Cloud computing with SPARTA on Amazon EC2

The ability to perform large scale data analysis may require computational capacity not found on a personal computing environment. Thus, SPARTA is capable of running in the cloud or on high performance computing environments. In the subsequent tutorial, we describe the analysis process of computing differentially expressed genes using SPARTA and the provided ExampleData in the cloud with Amazon EC2.

Contents:

Create an Amazon Web Services Account

Mac/Linux Login Procedure

Windows Login Procedure

Analyzing the RNA-seq ExampleData with SPARTA

Transferring files to and from Amazon EC2 computers

Create an Amazon Web Services Account

First we need to create an Amazon Web Services (AWS) account. To do this:

  1. Navigate to the AWS site
  2. In the upper right corner, click on the “Sign In to the Console” button
  3. Enter your e-mail and make sure the “I am a new user” is selected
  4. Click on the “Sign in using our secure server” button to get started creating your account
  5. Enter your information and password into the relevant fields and click “Create account”
  6. Continue to input your necessary information as denoted by the fields with an asterisk (*)
  7. Read and click on the “I agree to the AWS terms” so that it is checked
  8. Click on the “Create account and continue” button
  9. From here you will need to enter your credit card information so that if you decide to go beyond the “Free tier” machines, they can charge you (computing time, even on large machines is pretty cheap). Also, you will need to verify your information and select a support plan that suites you.

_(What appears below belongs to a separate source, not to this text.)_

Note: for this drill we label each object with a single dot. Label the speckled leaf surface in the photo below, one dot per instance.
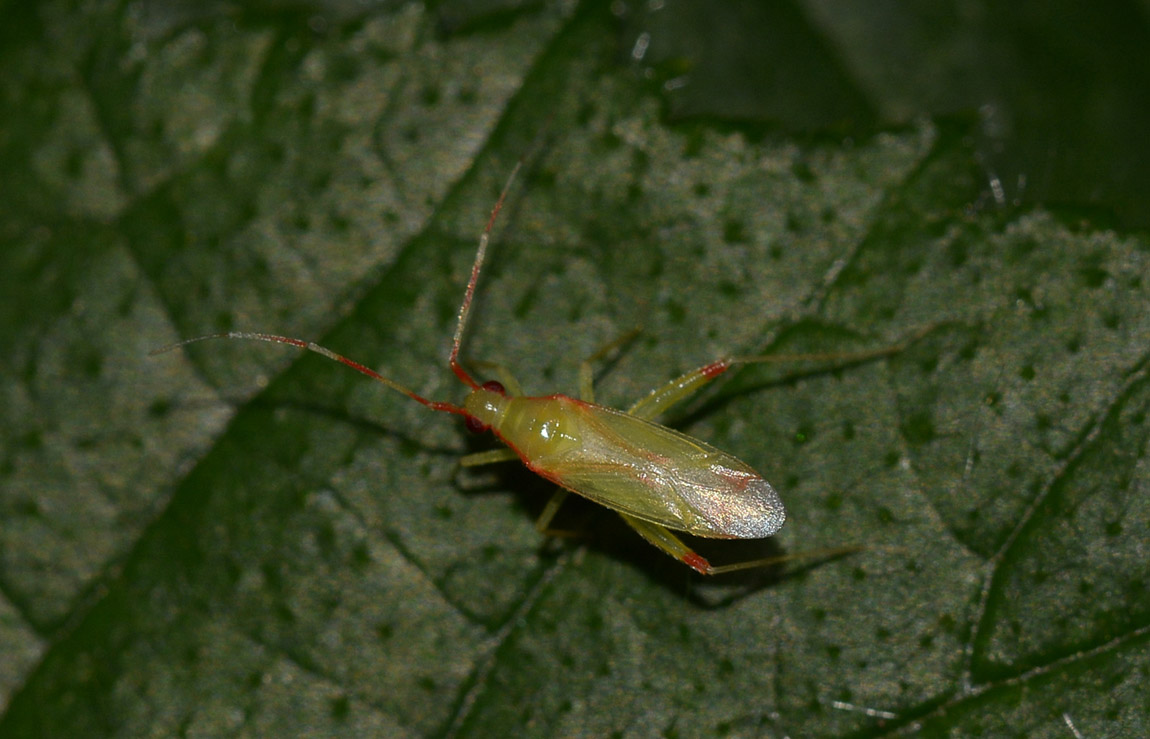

Now that you have created your account, we can log into the AWS console if you aren’t already. To do this:

  1. Navigate to the AWS site.
  2. Click on the “My Account” in the upper right and select “AWS Management Console” from the menu options
  3. Log in with your user name and password
  4. Set your location to “N. Virginia” if you are in the midwest or another relevant location (upper right red circle) and click on EC2 (red circle on the left side of the page)
AWS startup page
  1. Select “Launch Instance”
Launch EC2 instance
  1. Select the “Ubuntu Server 14.04 LTS (HVM), SSD Volume Type” machine image by clicking on “Select”
Select Ubuntu image
  1. For working with the ExampleData we do not need significant hardware capacity, so for now, select the t2.micro instance type (red box). However, if you would like to analyze your own data, either the m4.large or m4.xlarge instance types are reasonable (blue box; these instances will charge you per hour, though are quite cheap). Then, click on “Review and Launch” (orange box).
Select instance type
  1. Ignore the warning and click “Launch” (orange box)
Review and launch instance
  1. Create a new key pair and name it “SPARTA-example” (no quotes; red arrow). Then click on “Download Key Pair”. Save this .pem file. After you download and save your .pem file, click on the “Launch Instances” button.
Create and download a new key pair
  1. Select the “View Instances” button and wait until your “Instance State” turns green.
Green light the instance
  1. Copy and paste the “Public DNS” into a text document (e.g. TextEdit or Notepad) and save it. This is your Amazon EC2 machine and you will need this to log into it.
Public DNS

To log into the machine, follow either the Mac/Linux version or the Windows version

Mac/Linux Login Procedure

To log into the machine you just created, we need to use the .pem file and the Terminal. If you don’t remember how to get to the terminal, see the image in the Introduction in either the Mac OS X tutorial or Linux tutorial.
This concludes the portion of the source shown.